NHS Trust in breach of duty of care in delaying treatment for foot infection but below knee amputation was due to diabetes and not infection and so delay had not caused injury.

9) Orwell-v-Salford Royal NHS Foundation Trust [2013] EWHC  3245 (QB)

NHS Trust in breach of duty in failing timeously to diagnose and treat compartment syndrome but delay not causative of injury since patient's leg muscles were already damaged by the time treatment ought to have been carried out.

10) Beech-v-Timney [2013] EWHC 2345 (QB)

GP's note of blood pressure was accurate and GP not liable.

11) Ecclestone-v-Medway [2013] EWHC 790 QB

Consultant Orthopaedic Surgeon not negligent when operating on knee by using percutaneous rather than arthroscopic technique. Both were recognised and acceptable surgical techniques logically supported by a
responsible body of relevant opinion.

12) Meiklejohn-v-St George's Healthcare NHS Trust [2013] EWHC 409 (QB)

No negligence in failing to suspect and therefore treat patient for rare genetic disorder.

13) Oliver-v-Williams [2013] EWHC 600 (QB) 
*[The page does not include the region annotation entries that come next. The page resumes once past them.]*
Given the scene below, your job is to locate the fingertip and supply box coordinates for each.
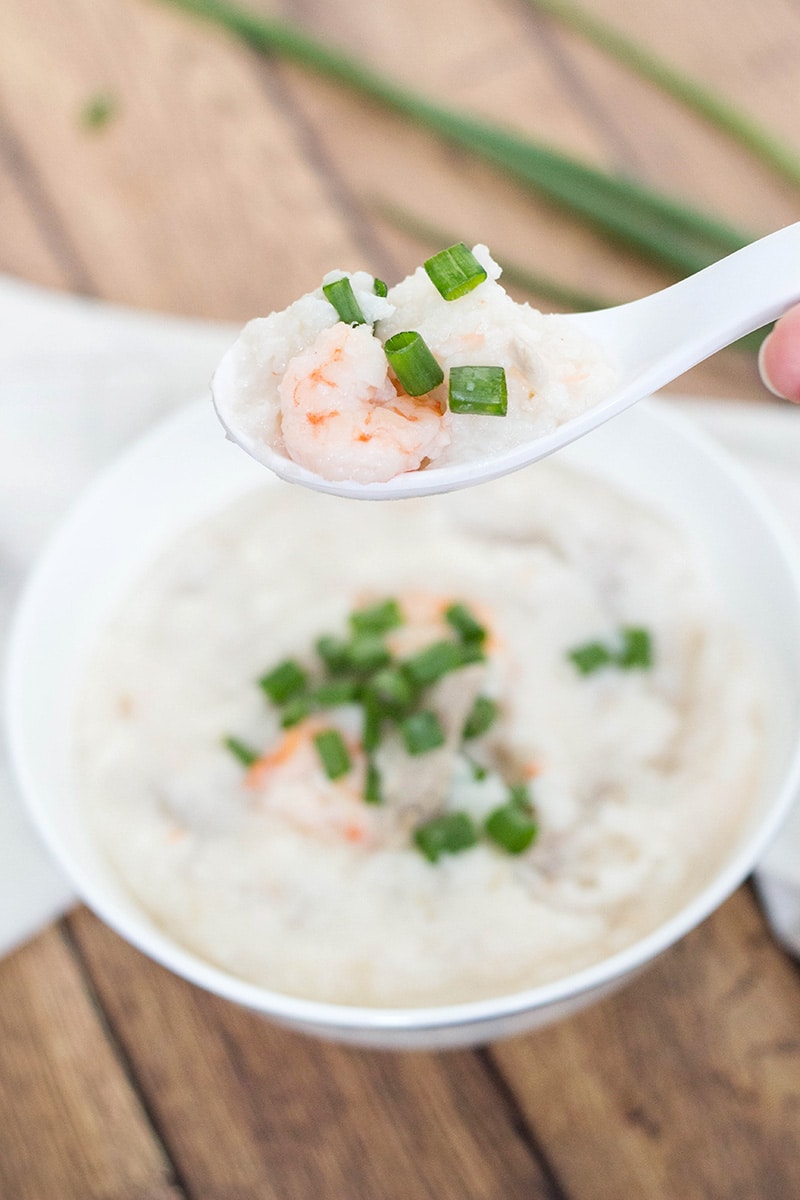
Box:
[758,305,800,404]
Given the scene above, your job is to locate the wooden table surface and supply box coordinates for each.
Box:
[0,0,800,1200]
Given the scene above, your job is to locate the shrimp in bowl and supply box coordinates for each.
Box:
[212,245,616,485]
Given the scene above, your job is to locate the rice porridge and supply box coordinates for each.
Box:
[213,245,616,484]
[76,463,764,1006]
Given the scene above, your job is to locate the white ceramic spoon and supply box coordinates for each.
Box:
[212,222,800,500]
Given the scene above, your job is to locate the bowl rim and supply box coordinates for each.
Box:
[2,397,800,1034]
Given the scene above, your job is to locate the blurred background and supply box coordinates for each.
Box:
[0,0,800,1200]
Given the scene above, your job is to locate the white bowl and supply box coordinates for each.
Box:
[6,401,800,1048]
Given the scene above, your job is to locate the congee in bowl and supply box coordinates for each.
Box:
[8,404,800,1046]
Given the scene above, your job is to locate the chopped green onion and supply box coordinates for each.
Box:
[445,604,486,642]
[616,625,652,671]
[414,812,477,863]
[222,738,261,767]
[361,692,384,754]
[363,758,384,804]
[569,642,613,674]
[401,708,446,755]
[384,330,445,396]
[350,600,403,634]
[258,659,307,704]
[483,798,539,854]
[425,241,486,300]
[312,679,362,708]
[449,367,509,416]
[323,275,367,325]
[403,641,467,688]
[463,696,498,738]
[80,91,118,130]
[369,667,417,716]
[281,696,314,730]
[314,730,353,779]
[347,634,392,673]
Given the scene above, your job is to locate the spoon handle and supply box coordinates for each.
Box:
[579,222,800,395]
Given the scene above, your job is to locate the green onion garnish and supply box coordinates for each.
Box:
[323,275,367,325]
[403,641,465,688]
[569,642,613,674]
[483,790,539,854]
[449,367,509,416]
[361,692,384,754]
[350,600,403,634]
[80,91,118,130]
[258,659,307,704]
[463,696,498,739]
[314,730,353,779]
[616,625,652,671]
[414,812,477,863]
[363,758,384,804]
[281,696,314,730]
[384,330,445,396]
[567,625,652,674]
[425,241,486,300]
[445,604,486,642]
[347,634,392,673]
[222,738,261,767]
[401,708,446,755]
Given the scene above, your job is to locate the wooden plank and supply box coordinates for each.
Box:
[0,0,369,319]
[272,0,800,400]
[0,930,182,1200]
[0,113,90,292]
[492,889,800,1200]
[71,910,566,1200]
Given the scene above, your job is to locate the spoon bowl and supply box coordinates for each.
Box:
[212,222,800,500]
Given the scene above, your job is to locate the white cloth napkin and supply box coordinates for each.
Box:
[0,276,800,954]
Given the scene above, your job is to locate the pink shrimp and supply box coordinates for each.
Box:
[278,323,450,484]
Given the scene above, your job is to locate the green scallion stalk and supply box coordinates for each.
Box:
[483,797,539,854]
[314,730,353,779]
[528,0,800,185]
[615,625,652,671]
[447,366,509,416]
[349,600,403,634]
[414,812,477,863]
[258,659,308,704]
[323,275,367,325]
[347,634,392,674]
[164,0,753,274]
[384,330,445,396]
[222,737,260,767]
[401,708,446,755]
[422,241,486,300]
[374,199,621,312]
[403,640,465,688]
[80,91,118,130]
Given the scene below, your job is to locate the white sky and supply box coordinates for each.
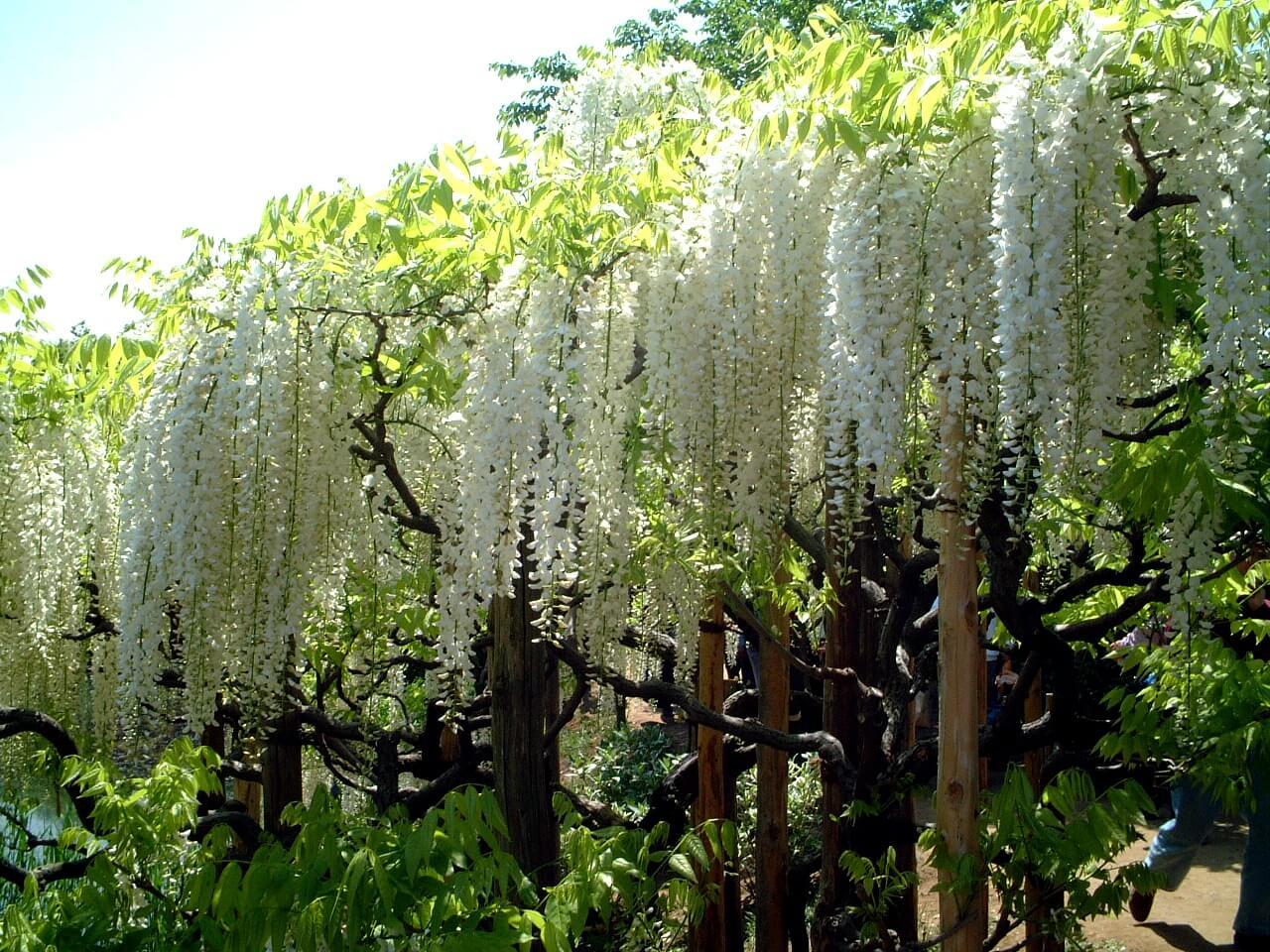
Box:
[0,0,655,332]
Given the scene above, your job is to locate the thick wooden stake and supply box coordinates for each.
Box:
[935,398,988,952]
[260,711,304,840]
[489,531,560,886]
[754,568,790,952]
[722,774,745,952]
[1024,674,1063,952]
[689,595,727,952]
[814,495,861,952]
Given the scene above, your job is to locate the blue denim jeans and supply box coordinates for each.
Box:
[1147,748,1270,937]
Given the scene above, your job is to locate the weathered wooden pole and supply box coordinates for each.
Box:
[1024,690,1063,952]
[754,567,790,952]
[813,500,861,952]
[489,528,560,885]
[935,394,988,952]
[260,710,304,840]
[689,595,727,952]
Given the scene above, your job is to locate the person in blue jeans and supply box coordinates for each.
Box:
[1129,744,1270,952]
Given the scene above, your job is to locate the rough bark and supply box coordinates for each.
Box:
[489,531,560,885]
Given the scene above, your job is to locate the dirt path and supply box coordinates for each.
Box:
[1084,825,1247,952]
[918,803,1247,952]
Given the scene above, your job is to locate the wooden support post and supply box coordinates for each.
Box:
[722,774,745,952]
[234,740,264,829]
[689,595,727,952]
[260,711,304,842]
[935,396,988,952]
[754,568,790,952]
[813,502,861,952]
[489,528,560,886]
[1024,690,1063,952]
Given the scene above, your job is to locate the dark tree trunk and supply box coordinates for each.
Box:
[260,710,304,843]
[489,533,560,885]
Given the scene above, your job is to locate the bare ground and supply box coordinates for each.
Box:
[920,824,1247,952]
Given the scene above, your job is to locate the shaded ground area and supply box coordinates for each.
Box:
[1084,824,1247,952]
[920,824,1247,952]
[617,701,1247,952]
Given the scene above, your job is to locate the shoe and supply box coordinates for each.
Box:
[1129,890,1156,923]
[1234,932,1270,952]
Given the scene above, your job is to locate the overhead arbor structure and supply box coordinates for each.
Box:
[0,3,1270,949]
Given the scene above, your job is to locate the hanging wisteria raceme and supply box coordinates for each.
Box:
[922,132,999,518]
[121,273,363,730]
[821,144,925,513]
[0,408,118,743]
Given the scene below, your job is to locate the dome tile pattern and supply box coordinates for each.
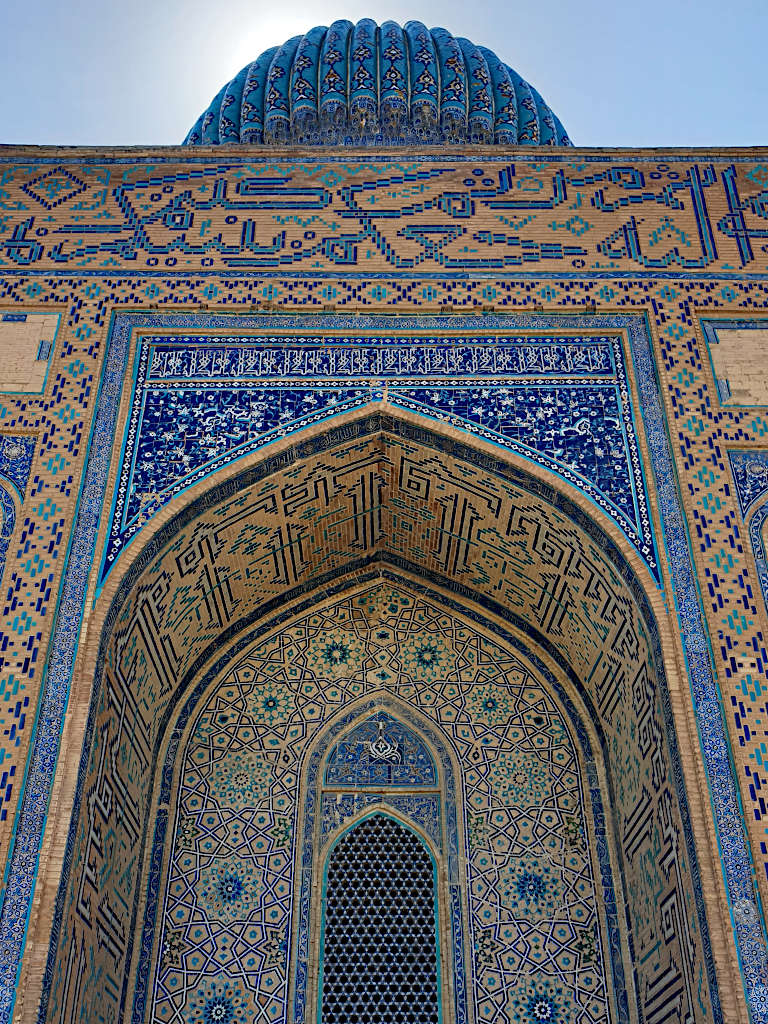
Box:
[184,18,571,145]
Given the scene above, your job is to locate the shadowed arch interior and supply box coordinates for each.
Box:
[40,416,714,1020]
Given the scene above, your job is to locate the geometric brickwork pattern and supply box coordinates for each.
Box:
[40,431,711,1020]
[0,152,768,1019]
[141,586,626,1024]
[103,317,657,574]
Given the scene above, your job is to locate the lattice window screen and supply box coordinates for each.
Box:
[322,814,439,1024]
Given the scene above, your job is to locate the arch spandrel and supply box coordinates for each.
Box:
[39,422,724,1019]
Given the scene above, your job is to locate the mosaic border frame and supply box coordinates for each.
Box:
[0,311,757,1024]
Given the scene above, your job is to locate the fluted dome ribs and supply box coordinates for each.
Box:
[184,18,570,145]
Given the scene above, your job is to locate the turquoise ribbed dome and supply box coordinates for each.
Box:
[184,18,570,145]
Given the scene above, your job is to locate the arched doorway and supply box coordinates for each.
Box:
[40,419,711,1021]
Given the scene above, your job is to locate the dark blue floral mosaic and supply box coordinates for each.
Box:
[101,327,658,581]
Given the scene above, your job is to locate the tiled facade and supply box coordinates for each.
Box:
[0,147,768,1024]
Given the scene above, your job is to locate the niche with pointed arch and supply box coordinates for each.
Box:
[43,415,717,1024]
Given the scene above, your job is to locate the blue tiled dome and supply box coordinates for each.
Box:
[184,18,570,145]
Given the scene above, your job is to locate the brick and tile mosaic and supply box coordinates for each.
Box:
[0,153,768,1019]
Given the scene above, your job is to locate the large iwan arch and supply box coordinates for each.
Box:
[34,414,719,1022]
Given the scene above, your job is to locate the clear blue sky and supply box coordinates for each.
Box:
[0,0,768,146]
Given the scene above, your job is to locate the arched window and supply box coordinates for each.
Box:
[294,702,466,1024]
[319,813,441,1024]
GP negligent in failing to tell a patient that he was urgently referring her for investigation. As a result ovarian cancer and surgery for it were delayed by five and a half months. However claimant failed to establish that the breach had caused a material or measurable difference to her life expectancy. Perhaps it is unfair to include this as a losing case for the claimant. Damages were recovered for some injury, but less than £10,000 and the key issue of loss of life expectancy was lost.

14) Dove-v-Jarvis [2013] Med LR 284 

Orthopaedic surgeon not negligent in performing hip replacement. An assurance that the surgery would be "well done" was not a material representation that the surgery would be successful and did not indicate that the surgeon was assuming a higher than usual standard of care.